Technology take-off threatens bank foundations

Helen Avery
Published on:

Paypal can make your payments. Google wants your wallet. Facebook sees what you like. Apple and Amazon know when you spend and what you spend it on. How far can the new, powerful technology companies threaten the traditional role of banks?

Who is the biggest threat to your bank at the moment? It’s a question posed to the chief executive of one of the largest global banks. Without a pause he replies: "Google. Our peers I can handle. We’re in the same boat. But if Google opens a bank, with all their data – then we’re in big trouble."

For now, he is safe. Under US law, not Google, Amazon nor Facebook (the second most potent threat listed by bank executives) can go into the traditional business of taking deposits and neither have plans to do so.

But the bank CEO knows all this. What he means is that things are changing in banking globally. It is no longer a static playing field made up of credit card companies, banks and niche loan/money transfer companies whose behaviour is predictable. Since the credit crisis, and with the explosion of social networks/the cloud/online technology, an increasing number of alternatives to traditional means of finance have emerged. This emergence of nontraditional players has been fast, and lines plotting growth rates in technology are steep. The annual growth rate in mobile payments, for example, is running at about 95%.

The CEO also knows that banks are losing a traditional advantage. The mantra in retail banking has always been: "Know your customer." Banks had a unique view of the spending patterns of their clients. Online transacting, and new technology, is eroding that advantage.

"Banks are seeing their turf being attacked from multiple directions," says Samantha Ghiotti, director of Anthemis Group, a consulting and investment firm focusing on financial services innovation. "Mobile network operators, supermarkets, department stores, payment platforms, new joint ventures and start-ups. Even where bank regulation is tight and licences are closed, such as in the US, there are alternative ways of getting into banking. Being a traditional bank is not a happy place to be right now."

Indeed there does seem to be disruption on every level of financial services. Google and Facebook might not be planning to start banks, but they are active in payments – an area that firms such as PayPal and Skrill have already shown to be ripe for expansion. Google has Google Wallet. And Facebook could conceivably expand the payments system that it uses to connect its developers with paying customers.

In loans, alternative providers are springing up across the globe driven by the model of crowdfunding – sourcing loans from individuals or investors online. Tired of being turned away for personal or small business loans, and disheartened with high credit card interest rates, individuals have rallied together online to provide loans to one another at more affordable rates to borrowers and higher interest rates to lenders than from bank cash deposits. More than $1 billion in loans is expected to have been made by the end of this year.

In Europe, where banking laws are less restrictive than in the US, non-banks such as retail outlets are starting up or expanding their banking offerings. Brands such as Marks & Spencer and Tesco are moving into mortgages and even deposit accounts.
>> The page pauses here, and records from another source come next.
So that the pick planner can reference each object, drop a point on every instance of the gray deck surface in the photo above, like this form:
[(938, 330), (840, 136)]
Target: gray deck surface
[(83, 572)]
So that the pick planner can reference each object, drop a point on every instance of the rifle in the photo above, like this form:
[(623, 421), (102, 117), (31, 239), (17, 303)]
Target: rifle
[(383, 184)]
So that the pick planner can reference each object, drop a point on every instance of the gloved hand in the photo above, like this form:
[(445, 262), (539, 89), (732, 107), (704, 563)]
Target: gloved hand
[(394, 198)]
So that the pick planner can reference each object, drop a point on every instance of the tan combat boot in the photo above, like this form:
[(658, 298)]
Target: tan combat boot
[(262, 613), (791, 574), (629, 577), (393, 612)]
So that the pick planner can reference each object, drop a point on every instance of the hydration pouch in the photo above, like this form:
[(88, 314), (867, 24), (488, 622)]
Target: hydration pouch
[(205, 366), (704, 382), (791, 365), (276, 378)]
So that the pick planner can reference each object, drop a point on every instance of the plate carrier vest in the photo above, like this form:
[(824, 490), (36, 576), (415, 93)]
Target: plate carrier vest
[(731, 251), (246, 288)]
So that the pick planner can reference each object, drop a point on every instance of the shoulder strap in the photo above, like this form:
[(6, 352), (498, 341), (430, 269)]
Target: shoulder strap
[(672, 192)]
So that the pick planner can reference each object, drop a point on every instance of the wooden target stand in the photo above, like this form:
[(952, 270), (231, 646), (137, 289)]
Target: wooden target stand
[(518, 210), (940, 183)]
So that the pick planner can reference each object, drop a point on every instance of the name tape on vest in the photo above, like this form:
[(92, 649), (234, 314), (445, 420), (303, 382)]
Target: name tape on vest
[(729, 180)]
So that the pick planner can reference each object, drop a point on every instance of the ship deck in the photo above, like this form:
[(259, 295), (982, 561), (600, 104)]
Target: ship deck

Even in trade finance, an area dominated by banks, the cloud and e-voicing is transforming paper into data and new technology platforms such as Tradeshift are becoming a popular trade-financing model for businesses.

Nowhere is this phenomenon more pronounced than in the world of payments.

The growth of the internet has transformed how people shop and transfer money commercially and between peers. It has also broadened everyone’s ability to make transactions beyond national borders.

It is an area that banks and credit card companies should have owned, but alternative means of transacting have been able to creep into the global payments market as banks have been unable to keep up with technology. Firms such as PayPal and Skrill have created a new industry of online payment systems, and other firms are following in their footsteps, such as Google Wallet. Forms of non-cash payment have also sprung up, such as e-vouchers or prepaid cards. These players own some $135 billion of the online payments market.

The move to paying with a phone  
Estimates of global volume of mobile payment transaction 
Source: Anthemis Group 

A look at the broader figures, however, shows that banks are under little threat financially from these new entrants for now. At present $300 trillion-worth of non-cash transactions are made globally a year, says Anthemis Group’s Ghiotti. Only $35 trillion of that is in consumer payments. The rest are wholesale corporate payments between businesses or banks.

Of the $35 trillion in consumer payments about $33.7 trillion is by physical consumers going to a store and paying with a card. The remaining $1.3 trillion is online payments. And of those e-payments, $1.2 trillion-worth is executed through some form of bank provider operating in the mix. That leaves $135 billion in non-bank transactions."Are the non-banks eating into the banks’ or credit card companies’ lunch?" asks Ghiotti. "When you put the figures in context you see no, not so much. But the emergence of alternatives to traditional bank services and methods of payment is changing the industry, and those changes are accelerating. Banks are slowly waking up to how they are going to be impacted as the non-bank share continues to grow."